Bild: Verschiedene Ausgaben des Koran auf einem Fensterbrett
Wo immer sich seefahrende oder erobernde Muslime niederließen,
beeinflussten die kulturellen Gegebenheiten der neuen Länder ihre Form des
gelebten Islams. Es gibt Muslim*innen, die neben Allah die Göttin des
Südmeeres verehren, oder afrikanische Gläubige, die zu den Gräbern der
Marabuts pilgern.
Hijras in Pakistan, biologische Männer mit einer weiblichen Identität,
leben in einer eigenen Subkultur mit strengen Regeln. Viele Muslime glauben
auch, dass sie eine besondere Beziehung zum Göttlichen besitzen, weil sie
außerhalb der binären Geschlechterordnung stehen. Die Verschmelzungen mit
lokalen religiösen Traditionen, mit dem Christentum, dem Hinduismus, dem
Buddhismus, die Verehrung vorislamischer Göttinnen wurden in islamische
Rituale integriert.
„Konfuzianische Tempel haben die Architektur von Moscheen geprägt, und
manchmal war das Heilige ebenso im Schrein wie im Bordell präsent“,
schreibt Susanne Schröter in ihrem neuen Buch „Allahs Karawane“. All dies
habe dazu geführt, dass der Mehrheitsislam in Ländern wie Senegal,
Pakistan, Albanien und China ein eigenes Profil gewonnen habe.

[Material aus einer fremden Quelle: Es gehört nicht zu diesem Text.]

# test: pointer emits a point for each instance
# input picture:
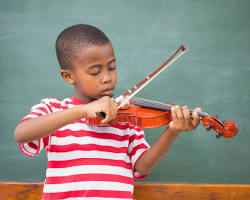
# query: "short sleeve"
(137, 146)
(34, 147)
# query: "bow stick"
(126, 96)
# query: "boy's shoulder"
(56, 103)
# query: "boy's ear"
(67, 76)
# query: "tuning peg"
(209, 127)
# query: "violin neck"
(159, 106)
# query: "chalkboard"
(214, 74)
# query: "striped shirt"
(87, 162)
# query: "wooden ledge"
(143, 191)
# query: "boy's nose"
(106, 77)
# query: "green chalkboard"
(214, 74)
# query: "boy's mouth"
(108, 92)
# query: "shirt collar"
(76, 101)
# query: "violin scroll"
(226, 129)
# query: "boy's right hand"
(103, 105)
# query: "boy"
(92, 162)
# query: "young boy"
(92, 162)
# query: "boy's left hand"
(183, 120)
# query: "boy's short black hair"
(75, 37)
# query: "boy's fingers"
(196, 118)
(187, 116)
(173, 113)
(179, 113)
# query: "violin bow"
(126, 96)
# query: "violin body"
(147, 117)
(151, 114)
(138, 116)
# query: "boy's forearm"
(42, 126)
(154, 155)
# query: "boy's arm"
(182, 121)
(42, 126)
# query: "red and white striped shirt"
(87, 162)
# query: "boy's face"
(94, 72)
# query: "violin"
(151, 114)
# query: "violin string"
(158, 105)
(152, 104)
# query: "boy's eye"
(94, 72)
(112, 68)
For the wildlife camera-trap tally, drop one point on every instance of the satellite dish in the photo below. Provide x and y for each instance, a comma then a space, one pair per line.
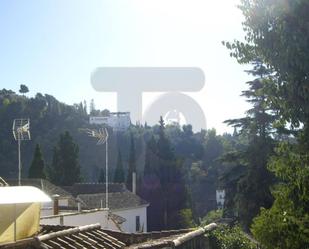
21, 131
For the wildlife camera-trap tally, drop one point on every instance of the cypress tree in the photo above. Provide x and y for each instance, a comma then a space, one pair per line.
119, 172
132, 163
36, 169
65, 168
101, 178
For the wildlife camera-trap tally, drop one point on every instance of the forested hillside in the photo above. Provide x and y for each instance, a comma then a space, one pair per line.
192, 157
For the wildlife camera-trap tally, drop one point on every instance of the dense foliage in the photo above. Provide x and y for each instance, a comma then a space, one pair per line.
277, 34
182, 163
226, 237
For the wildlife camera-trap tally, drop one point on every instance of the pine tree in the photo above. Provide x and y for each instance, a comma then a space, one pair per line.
36, 169
119, 172
65, 168
132, 163
171, 189
254, 186
23, 89
101, 178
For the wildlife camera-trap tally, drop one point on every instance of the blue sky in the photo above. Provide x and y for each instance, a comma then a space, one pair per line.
52, 46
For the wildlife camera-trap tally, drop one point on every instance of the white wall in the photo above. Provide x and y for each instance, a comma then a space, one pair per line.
99, 216
80, 219
130, 216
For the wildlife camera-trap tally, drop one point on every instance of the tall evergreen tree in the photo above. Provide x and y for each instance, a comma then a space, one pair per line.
65, 166
119, 172
277, 31
23, 89
36, 169
172, 187
253, 188
101, 178
132, 163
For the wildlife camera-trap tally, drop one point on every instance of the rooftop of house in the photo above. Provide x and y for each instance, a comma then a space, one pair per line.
92, 236
116, 201
43, 184
90, 195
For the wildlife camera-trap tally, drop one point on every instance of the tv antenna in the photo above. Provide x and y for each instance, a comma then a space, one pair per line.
102, 136
21, 132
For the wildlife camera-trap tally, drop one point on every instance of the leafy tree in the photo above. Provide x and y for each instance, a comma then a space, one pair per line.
230, 237
23, 89
65, 165
276, 32
285, 224
132, 163
36, 169
119, 172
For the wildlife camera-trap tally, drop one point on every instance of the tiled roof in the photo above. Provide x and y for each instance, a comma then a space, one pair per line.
94, 188
117, 201
91, 236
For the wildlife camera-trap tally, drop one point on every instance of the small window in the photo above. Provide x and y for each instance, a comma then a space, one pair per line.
137, 224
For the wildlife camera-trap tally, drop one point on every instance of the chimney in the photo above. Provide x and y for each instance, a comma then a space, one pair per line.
134, 183
56, 204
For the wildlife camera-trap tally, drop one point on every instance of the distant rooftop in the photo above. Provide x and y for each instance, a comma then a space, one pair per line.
119, 200
42, 184
94, 188
92, 236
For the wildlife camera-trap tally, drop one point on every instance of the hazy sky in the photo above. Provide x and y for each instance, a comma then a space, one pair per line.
52, 46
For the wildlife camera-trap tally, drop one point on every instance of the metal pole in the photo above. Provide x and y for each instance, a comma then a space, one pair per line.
15, 223
19, 161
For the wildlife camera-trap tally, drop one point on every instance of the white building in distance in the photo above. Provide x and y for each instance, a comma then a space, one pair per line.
119, 121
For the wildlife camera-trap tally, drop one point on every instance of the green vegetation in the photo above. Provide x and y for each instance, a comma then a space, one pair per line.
212, 216
37, 167
225, 237
277, 36
65, 168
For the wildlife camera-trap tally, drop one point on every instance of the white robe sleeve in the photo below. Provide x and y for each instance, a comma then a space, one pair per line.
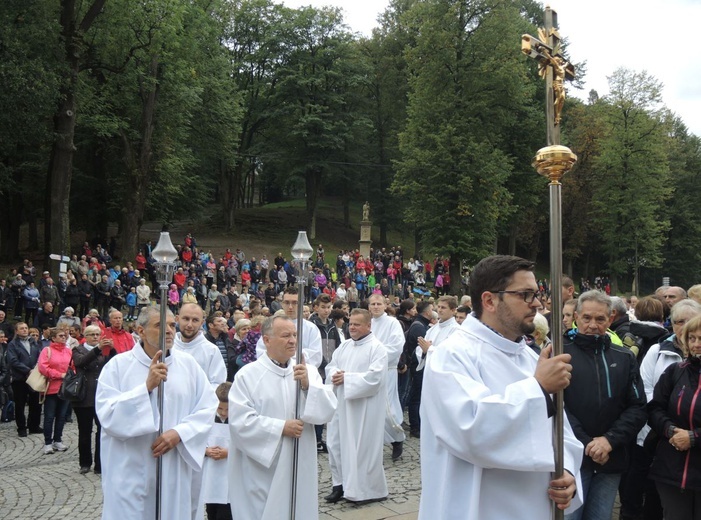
480, 427
258, 436
647, 370
216, 371
194, 428
368, 383
319, 404
313, 354
124, 413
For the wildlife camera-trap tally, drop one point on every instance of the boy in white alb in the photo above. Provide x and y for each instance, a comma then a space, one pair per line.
215, 488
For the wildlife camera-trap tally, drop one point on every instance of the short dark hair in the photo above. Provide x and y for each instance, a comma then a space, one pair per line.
422, 306
337, 314
322, 298
290, 290
494, 273
405, 306
223, 392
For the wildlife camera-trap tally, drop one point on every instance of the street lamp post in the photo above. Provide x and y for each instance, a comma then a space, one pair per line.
301, 252
165, 256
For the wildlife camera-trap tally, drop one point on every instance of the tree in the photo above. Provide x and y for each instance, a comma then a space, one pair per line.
30, 78
320, 71
75, 23
631, 179
468, 83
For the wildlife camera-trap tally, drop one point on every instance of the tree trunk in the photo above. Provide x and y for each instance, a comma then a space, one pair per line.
10, 222
56, 216
139, 168
454, 272
313, 189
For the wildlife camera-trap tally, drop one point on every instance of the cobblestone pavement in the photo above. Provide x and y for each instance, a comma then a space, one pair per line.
34, 486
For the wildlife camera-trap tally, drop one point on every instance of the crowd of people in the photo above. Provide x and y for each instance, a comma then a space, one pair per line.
474, 374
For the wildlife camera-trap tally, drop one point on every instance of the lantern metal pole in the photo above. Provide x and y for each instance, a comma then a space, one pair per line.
165, 255
301, 251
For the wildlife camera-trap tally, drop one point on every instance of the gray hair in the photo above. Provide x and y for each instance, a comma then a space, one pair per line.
267, 328
147, 313
618, 305
683, 307
594, 296
92, 328
541, 324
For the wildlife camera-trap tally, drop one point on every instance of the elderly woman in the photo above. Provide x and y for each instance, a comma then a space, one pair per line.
53, 363
68, 317
675, 416
540, 334
89, 358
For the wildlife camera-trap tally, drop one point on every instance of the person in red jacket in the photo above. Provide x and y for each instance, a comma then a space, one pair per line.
53, 363
119, 338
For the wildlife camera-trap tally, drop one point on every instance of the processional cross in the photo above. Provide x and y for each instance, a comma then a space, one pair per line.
553, 162
552, 66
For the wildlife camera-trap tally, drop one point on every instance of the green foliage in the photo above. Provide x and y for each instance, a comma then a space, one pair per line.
631, 177
455, 162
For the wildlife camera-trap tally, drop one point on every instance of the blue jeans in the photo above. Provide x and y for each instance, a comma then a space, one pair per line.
55, 410
599, 494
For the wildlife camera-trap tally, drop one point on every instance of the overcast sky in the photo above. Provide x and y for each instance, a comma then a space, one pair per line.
607, 34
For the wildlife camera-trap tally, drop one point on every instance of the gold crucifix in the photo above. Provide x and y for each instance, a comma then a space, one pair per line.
553, 67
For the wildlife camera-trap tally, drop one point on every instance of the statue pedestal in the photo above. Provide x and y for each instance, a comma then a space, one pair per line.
365, 242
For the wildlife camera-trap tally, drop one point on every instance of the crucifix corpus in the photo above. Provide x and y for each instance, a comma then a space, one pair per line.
553, 162
553, 67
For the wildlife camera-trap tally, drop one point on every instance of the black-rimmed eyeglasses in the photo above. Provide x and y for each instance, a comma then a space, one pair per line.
528, 296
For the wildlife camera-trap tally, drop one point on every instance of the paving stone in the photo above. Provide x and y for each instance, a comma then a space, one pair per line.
34, 486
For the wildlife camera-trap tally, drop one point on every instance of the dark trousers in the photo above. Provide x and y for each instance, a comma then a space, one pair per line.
678, 504
26, 396
54, 418
19, 304
86, 417
30, 315
414, 400
218, 511
84, 308
638, 494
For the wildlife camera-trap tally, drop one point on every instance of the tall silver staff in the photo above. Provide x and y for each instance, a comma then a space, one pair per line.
165, 256
553, 162
301, 251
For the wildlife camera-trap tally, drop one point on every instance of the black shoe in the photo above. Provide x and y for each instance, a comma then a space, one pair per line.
368, 501
336, 495
397, 449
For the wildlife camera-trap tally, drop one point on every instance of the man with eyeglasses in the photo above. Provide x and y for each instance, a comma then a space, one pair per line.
605, 404
311, 337
487, 413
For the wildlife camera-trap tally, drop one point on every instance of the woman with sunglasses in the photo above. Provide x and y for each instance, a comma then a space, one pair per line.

Die Ethnologin bleibt bei ihren historischen Streifzügen durch die Welten
des Islams eine nüchterne Betrachterin. Etwa bei der Beschreibung der
unterschiedlichen Sufi-Orden, die im Westen oft als Gegenbild des
autoritären Islamismus gepriesen werden. Sie gerät nicht ins Schwärmen wie
ein Goethe über die Gedichte eines Hafis oder wie die
Islamwissenschaftlerin Annemarie Schimmel in ihren Abhandlungen über sich
drehende Derwische.
## Liberale Spielarten vom Fundamentalismus bedroht
Dieses begeisterte Bild vom Sufismus entspreche nicht der Realität,
schreibt Schröter. Der Sufismus sei keine einheitliche Strömung, sondern
zerfalle in Bruderschaften, die sehr unterschiedlich, durchaus auch
autoritär und kriegerisch verfasst seien. Schröter bleibt der kritischen
Würdigung, ihrer feministischen Perspektive treu. Sie findet liberalere
Spielarten in der Geschichte des Islams, aber überall sind diese vom
fortschreitenden Fundamentalismus bedroht.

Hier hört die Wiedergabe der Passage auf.